The results indicate that while the number of nonpredictable points grows exponentially with the number of steps, up to 80–90%, the average prediction error remains constant. This allows for making predictions up to a considerable number of steps ahead (although skipping some intermediate points) sometimes even exceeding the horizon of predictability. It was tested for the Lorenz and real-world time series.
It was concluded that the choice of a technique of identifying nonpredictable points has a much greater impact on the accuracy of the final prediction than the choice of a technique of estimating the actual value of the point itself.
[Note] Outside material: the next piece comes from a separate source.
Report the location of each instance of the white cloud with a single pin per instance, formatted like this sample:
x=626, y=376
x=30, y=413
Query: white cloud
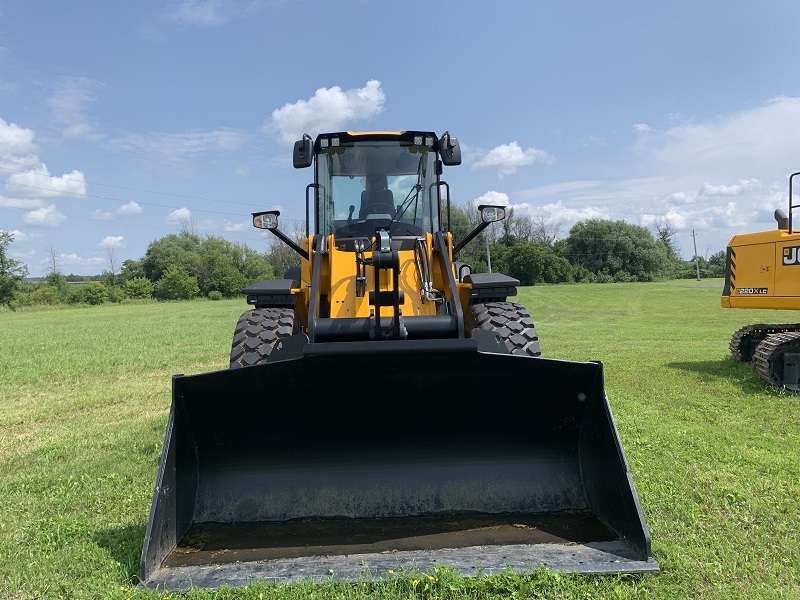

Large-scale simulation reveals that prediction methods based on sets of possible trajectories deliver more accurate results than those based on sets of possible values, allowing for making predictions beyond the horizon of predictability.
Data Availability
All the data used to support the findings of the study are included within the article.
Disclosure
This paper is already published in the preprint given in the below link: “https://www.researchgate.net/publication/347239842_Prediction_After_a_Horizon_of_Predictability_Non-Predictable_Points_and_Partial_Multi-Step_Prediction_for_Chaotic_Time_Series” [38].
Conflicts of Interest
The authors declare that they have no conflicts of interest.
Acknowledgments
The authors are deeply indebted to Mr. Joel Cumberland for proofreading and editing. The results of the paper were partially presented in Chaotic Modeling and Simulation International Web Conference (CMSIM-2020, 22–24 October 2020). We are indebted to the organizers and participants of the conference. The publication was supported by the grant for research centers in the field of AI provided by the Analytical Center for the Government of the Russian Federation (ACRF) in accordance with the agreement on the provision of subsidies (identifier of the agreement 000000D730321P5Q0002) and the agreement with HSE University No. 70-2021-00139. This research was supported through the computational resources of HPC facilities at the HSE University.